Я все грущу, но слез уж нет… Помимо клаустрофобии, законной во время многочасового перелета, Магу пугала возможность любых неполадок, отчего с самого взлета он начинал прислушиваться к работе двигателей, любые перепады в их работе, любые воздушные ямы вызывали у него приступы удушья.
Все было просто: вычитав в одном журнале, что 40 процентов всех неполадок приходится на первые десять минут полета, окаменев от ужаса, пока самолет набирал высоту, Мага начинал отсчитывать 600 секунд непрерывно нарастающего страха. Потом немного отпускало, однако приступы внутреннего переполоха постоянно возвращались, и так до момента, когда самолет начинал заходить на посадку. Ее Мага, как ни странно, не боялся.

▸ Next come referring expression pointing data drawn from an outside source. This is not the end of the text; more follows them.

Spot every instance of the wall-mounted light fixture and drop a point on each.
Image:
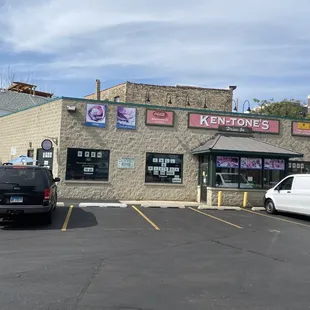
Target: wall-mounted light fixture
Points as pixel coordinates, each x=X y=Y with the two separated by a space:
x=187 y=101
x=71 y=108
x=147 y=97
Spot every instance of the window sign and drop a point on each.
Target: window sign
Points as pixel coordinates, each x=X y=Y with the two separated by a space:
x=87 y=167
x=274 y=164
x=227 y=162
x=251 y=163
x=126 y=118
x=164 y=168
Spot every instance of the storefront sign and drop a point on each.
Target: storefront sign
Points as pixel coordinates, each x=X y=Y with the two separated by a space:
x=300 y=129
x=126 y=118
x=235 y=129
x=95 y=115
x=126 y=163
x=215 y=121
x=159 y=118
x=274 y=164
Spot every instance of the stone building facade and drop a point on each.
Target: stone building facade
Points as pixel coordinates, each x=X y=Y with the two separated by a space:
x=174 y=96
x=66 y=128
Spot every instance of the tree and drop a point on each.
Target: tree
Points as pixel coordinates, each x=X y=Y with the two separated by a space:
x=285 y=108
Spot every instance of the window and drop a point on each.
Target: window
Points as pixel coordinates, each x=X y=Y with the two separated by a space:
x=87 y=164
x=251 y=169
x=286 y=185
x=164 y=168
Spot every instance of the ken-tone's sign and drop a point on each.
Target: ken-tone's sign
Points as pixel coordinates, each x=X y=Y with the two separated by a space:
x=301 y=128
x=159 y=118
x=215 y=121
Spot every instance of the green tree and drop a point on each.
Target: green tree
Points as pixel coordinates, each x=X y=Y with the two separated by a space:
x=285 y=108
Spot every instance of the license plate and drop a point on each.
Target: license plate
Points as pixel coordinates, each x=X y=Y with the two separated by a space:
x=16 y=199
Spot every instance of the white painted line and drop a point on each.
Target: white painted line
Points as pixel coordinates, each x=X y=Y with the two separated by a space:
x=102 y=205
x=218 y=208
x=163 y=206
x=258 y=209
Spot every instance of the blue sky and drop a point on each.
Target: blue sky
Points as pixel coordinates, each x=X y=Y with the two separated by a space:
x=65 y=45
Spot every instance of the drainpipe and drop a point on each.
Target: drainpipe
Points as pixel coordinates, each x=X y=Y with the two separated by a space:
x=97 y=89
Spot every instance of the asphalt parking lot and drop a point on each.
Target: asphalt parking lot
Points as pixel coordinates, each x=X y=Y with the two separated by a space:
x=143 y=258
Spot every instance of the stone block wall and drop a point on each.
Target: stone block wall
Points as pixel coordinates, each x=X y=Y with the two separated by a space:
x=129 y=183
x=33 y=125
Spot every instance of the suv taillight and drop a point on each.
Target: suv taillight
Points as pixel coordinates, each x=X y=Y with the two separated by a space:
x=47 y=194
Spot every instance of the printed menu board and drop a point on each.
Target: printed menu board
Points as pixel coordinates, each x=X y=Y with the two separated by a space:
x=164 y=168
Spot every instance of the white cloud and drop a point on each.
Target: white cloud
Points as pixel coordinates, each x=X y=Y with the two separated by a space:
x=210 y=43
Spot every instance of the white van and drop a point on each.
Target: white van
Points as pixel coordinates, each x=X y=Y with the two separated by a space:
x=292 y=194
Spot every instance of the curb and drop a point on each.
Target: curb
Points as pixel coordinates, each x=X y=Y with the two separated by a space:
x=219 y=208
x=102 y=205
x=163 y=206
x=258 y=209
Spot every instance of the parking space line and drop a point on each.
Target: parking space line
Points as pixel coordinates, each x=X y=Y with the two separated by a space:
x=146 y=218
x=64 y=226
x=216 y=218
x=276 y=218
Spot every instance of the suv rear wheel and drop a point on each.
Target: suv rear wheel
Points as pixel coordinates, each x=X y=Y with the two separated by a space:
x=269 y=206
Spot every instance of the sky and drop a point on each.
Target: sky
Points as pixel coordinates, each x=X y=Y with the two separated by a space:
x=63 y=46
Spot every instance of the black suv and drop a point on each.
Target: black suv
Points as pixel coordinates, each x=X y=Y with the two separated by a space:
x=27 y=190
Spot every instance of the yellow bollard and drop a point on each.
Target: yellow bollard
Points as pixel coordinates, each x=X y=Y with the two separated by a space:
x=219 y=198
x=245 y=199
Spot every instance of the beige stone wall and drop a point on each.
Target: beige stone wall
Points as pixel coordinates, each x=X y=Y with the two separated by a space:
x=215 y=99
x=130 y=183
x=30 y=126
x=110 y=93
x=234 y=197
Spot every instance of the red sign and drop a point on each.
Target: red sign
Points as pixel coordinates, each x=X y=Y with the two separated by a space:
x=301 y=128
x=214 y=121
x=159 y=117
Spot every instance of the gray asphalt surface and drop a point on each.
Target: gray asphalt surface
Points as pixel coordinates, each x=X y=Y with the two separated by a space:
x=115 y=259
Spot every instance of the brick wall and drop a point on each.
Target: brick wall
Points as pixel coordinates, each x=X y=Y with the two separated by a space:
x=31 y=125
x=213 y=99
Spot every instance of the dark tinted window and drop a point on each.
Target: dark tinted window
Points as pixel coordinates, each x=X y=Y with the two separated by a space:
x=87 y=164
x=24 y=177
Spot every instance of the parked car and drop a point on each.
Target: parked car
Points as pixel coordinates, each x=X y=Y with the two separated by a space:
x=292 y=194
x=27 y=190
x=231 y=180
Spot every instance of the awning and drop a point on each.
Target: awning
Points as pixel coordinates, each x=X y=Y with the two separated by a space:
x=243 y=145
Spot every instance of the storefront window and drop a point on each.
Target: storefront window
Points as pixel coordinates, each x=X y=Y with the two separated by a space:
x=298 y=167
x=164 y=168
x=87 y=164
x=274 y=171
x=227 y=172
x=251 y=169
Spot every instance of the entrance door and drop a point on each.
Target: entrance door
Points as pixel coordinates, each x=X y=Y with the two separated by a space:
x=203 y=182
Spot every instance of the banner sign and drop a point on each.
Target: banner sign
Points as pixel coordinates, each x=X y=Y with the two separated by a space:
x=95 y=115
x=215 y=121
x=159 y=118
x=126 y=118
x=300 y=129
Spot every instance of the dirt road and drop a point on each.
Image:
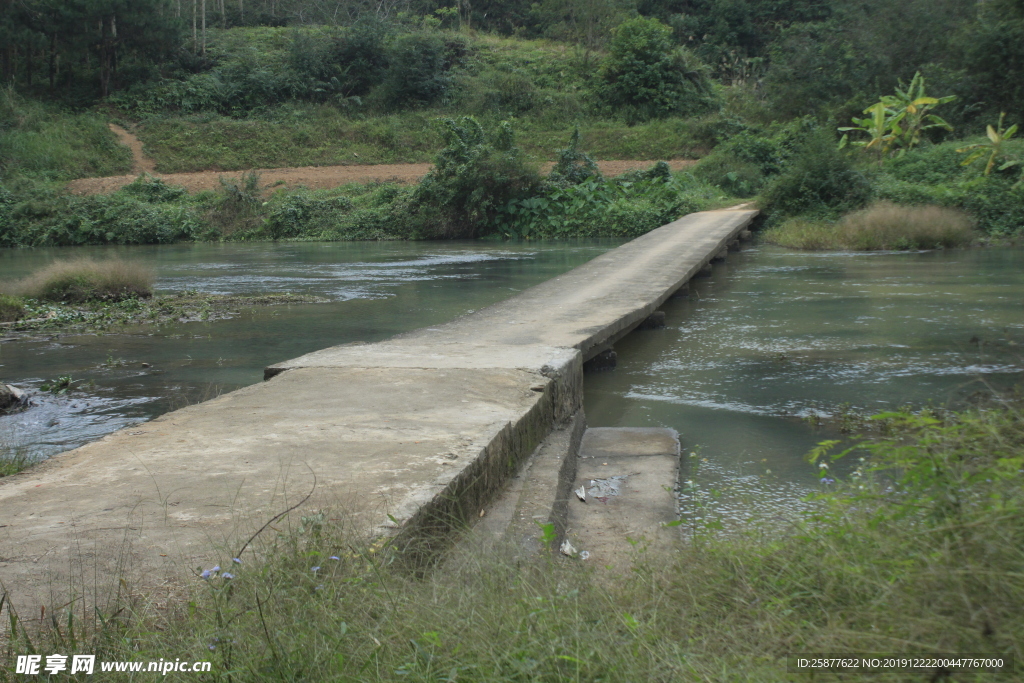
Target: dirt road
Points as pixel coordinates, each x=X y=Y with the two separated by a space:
x=317 y=177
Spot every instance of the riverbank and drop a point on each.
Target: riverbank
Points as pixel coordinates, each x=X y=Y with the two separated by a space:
x=98 y=316
x=923 y=566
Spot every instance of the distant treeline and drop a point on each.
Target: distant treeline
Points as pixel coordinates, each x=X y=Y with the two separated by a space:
x=792 y=57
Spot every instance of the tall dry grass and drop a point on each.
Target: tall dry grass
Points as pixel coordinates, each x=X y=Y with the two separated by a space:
x=78 y=281
x=886 y=225
x=11 y=308
x=919 y=553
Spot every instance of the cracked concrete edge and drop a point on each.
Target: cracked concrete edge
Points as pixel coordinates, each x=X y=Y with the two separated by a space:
x=444 y=507
x=610 y=334
x=402 y=353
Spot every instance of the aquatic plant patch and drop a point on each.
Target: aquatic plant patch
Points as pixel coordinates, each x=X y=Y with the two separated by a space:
x=192 y=306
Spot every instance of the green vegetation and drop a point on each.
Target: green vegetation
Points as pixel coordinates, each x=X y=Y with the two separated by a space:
x=882 y=226
x=758 y=88
x=55 y=317
x=11 y=308
x=38 y=140
x=918 y=552
x=84 y=280
x=12 y=461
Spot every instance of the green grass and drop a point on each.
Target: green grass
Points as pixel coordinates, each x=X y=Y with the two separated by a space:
x=919 y=553
x=41 y=141
x=881 y=226
x=82 y=280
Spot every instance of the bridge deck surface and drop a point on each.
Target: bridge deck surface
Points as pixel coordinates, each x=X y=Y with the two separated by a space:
x=402 y=437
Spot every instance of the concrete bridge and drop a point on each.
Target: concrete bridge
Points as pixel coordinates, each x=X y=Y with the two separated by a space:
x=407 y=438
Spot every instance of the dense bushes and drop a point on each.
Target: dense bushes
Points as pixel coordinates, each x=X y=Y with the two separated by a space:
x=11 y=308
x=474 y=176
x=625 y=207
x=644 y=76
x=41 y=141
x=84 y=280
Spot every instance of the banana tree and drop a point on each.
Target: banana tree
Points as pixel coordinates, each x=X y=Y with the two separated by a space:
x=883 y=128
x=911 y=108
x=993 y=147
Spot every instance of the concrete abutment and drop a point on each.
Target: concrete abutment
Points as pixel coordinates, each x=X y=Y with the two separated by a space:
x=412 y=437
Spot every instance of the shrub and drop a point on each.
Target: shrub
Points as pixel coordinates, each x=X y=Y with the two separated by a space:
x=725 y=170
x=420 y=70
x=646 y=77
x=11 y=308
x=573 y=166
x=819 y=180
x=85 y=280
x=239 y=203
x=803 y=233
x=473 y=178
x=886 y=225
x=628 y=206
x=882 y=226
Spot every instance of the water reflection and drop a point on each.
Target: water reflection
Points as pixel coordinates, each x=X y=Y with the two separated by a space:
x=776 y=336
x=378 y=290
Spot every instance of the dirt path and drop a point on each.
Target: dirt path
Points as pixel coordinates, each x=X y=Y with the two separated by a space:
x=316 y=177
x=139 y=162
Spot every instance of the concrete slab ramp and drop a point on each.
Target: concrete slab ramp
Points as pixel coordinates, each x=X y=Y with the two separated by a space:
x=408 y=438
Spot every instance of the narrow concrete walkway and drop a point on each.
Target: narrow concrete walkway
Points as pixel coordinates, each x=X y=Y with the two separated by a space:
x=408 y=437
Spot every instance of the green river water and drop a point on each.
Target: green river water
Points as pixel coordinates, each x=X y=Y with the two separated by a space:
x=771 y=338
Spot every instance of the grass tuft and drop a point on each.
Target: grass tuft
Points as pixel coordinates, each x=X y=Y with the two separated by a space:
x=83 y=280
x=886 y=225
x=918 y=553
x=11 y=308
x=883 y=225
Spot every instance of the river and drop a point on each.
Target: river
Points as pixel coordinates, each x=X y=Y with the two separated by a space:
x=772 y=339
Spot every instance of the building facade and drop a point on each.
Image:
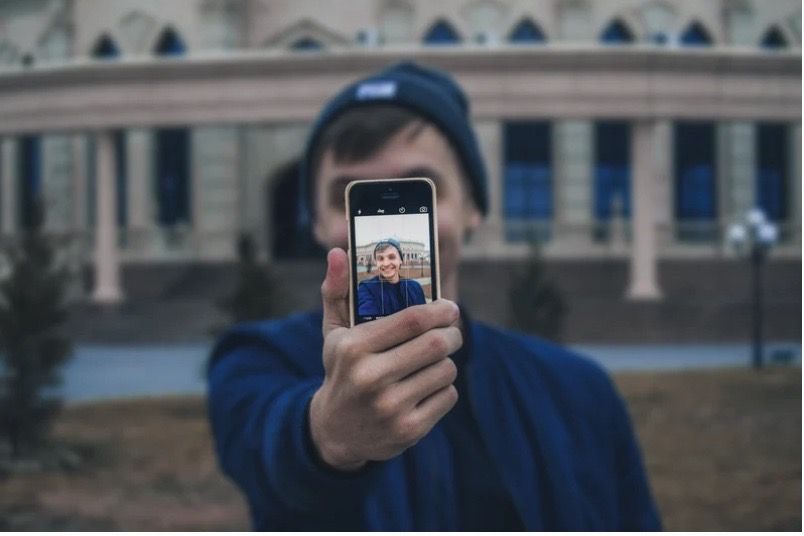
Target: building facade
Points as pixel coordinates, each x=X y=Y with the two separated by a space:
x=595 y=148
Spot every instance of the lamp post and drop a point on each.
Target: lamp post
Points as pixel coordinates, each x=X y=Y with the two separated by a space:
x=756 y=235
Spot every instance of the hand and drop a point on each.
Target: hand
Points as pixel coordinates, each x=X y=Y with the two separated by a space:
x=387 y=382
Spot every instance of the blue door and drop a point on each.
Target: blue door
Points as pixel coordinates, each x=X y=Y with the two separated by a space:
x=172 y=152
x=695 y=179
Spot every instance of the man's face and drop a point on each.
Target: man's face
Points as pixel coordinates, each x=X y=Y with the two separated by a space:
x=426 y=153
x=388 y=264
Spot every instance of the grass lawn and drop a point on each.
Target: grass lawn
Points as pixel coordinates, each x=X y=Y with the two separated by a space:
x=723 y=449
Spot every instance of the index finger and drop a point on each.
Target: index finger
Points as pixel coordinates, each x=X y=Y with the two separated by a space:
x=387 y=332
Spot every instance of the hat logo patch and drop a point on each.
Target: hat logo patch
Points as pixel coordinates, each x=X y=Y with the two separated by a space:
x=376 y=90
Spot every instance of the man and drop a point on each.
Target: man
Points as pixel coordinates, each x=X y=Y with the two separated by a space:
x=387 y=292
x=422 y=420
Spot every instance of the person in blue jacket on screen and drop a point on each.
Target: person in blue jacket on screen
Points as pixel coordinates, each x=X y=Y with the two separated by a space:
x=387 y=292
x=423 y=419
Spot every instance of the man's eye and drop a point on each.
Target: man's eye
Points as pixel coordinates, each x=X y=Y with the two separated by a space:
x=336 y=200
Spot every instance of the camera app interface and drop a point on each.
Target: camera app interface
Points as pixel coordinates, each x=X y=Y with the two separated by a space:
x=392 y=262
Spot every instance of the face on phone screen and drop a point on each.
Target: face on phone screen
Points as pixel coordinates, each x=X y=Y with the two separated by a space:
x=393 y=265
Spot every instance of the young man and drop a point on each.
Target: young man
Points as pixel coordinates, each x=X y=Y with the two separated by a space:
x=422 y=420
x=387 y=292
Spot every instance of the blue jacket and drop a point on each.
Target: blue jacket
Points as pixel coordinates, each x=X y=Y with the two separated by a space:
x=551 y=421
x=378 y=298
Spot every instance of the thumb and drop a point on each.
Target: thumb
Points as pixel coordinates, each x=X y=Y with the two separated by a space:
x=335 y=292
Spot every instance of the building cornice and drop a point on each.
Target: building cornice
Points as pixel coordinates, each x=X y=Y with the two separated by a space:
x=554 y=82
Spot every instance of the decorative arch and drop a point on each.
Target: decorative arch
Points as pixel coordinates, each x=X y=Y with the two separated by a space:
x=396 y=22
x=306 y=34
x=105 y=48
x=696 y=34
x=307 y=44
x=773 y=38
x=169 y=43
x=526 y=31
x=658 y=18
x=617 y=32
x=441 y=32
x=137 y=30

Не странно: потому как, по его разумению, возникал шанс для спасения. На высоте спастись невозможно: мгновенный разрыв сердца из-за перепада давления, мороза и отсутствия кислорода, никаких минут осознания собственного конца, только был — и нет. Мага, как истинный компьютерный гений, привык управлять ситуацией от и до, привык чувствовать себя игрушечным (в рамках закрытой системы), но демиургом. Отчего и не любил ситуации, в которых его судьбой могли распорядиться посторонние, а главное, равнодушные люди.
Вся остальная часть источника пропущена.